FINAL AMENDMENTS TO REGULATION 28 OF THE PENSION FUNDS ACT
Following two rounds of public comment during 2021, National Treasury has published the final amendments to Regulation 28 of the Pension Funds Act, 24 of 1956.
Notable amongst the amendments include, but are not limited to:
A limit of 45% for exposure in infrastructure investment. “Infrastructure” is defined as “any asset that has or operates with a primary objective of developing, constructing and/or maintaining physical assets and technology structures and systems for the provision of utilities, services or facilities for the economy, businesses, or the public.”
To further facilitate the investment in infrastructure and economic development, the limit between hedge funds and private equity has been split.
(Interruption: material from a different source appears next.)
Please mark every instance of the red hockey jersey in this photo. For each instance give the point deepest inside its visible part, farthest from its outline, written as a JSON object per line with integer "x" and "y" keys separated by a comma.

There will now be a separate and higher allocation to private equity assets, which is 15% increased from 10%.
The continued prohibition of investment in crypto assets, including in respect of other assets not referred to in Table 1.
Only investments in CISCA approved hedge funds will be permitted. The reporting exclusion on look-through of CIS and insurance policies has been removed to enable the regulators to collect important statistics on underlying exposures, as part of understanding and monitoring linkages in the financial system and for proactive supervision.
The amendments will take effect on 3 January 2023, to enable regulators and fund managers to comply with the new regulations.
The Financial Sector Conduct Authority (FSCA) is in the process of finalising the standard on reporting requirements aligned to the revised Regulation 28 and will issue it for public comment soon.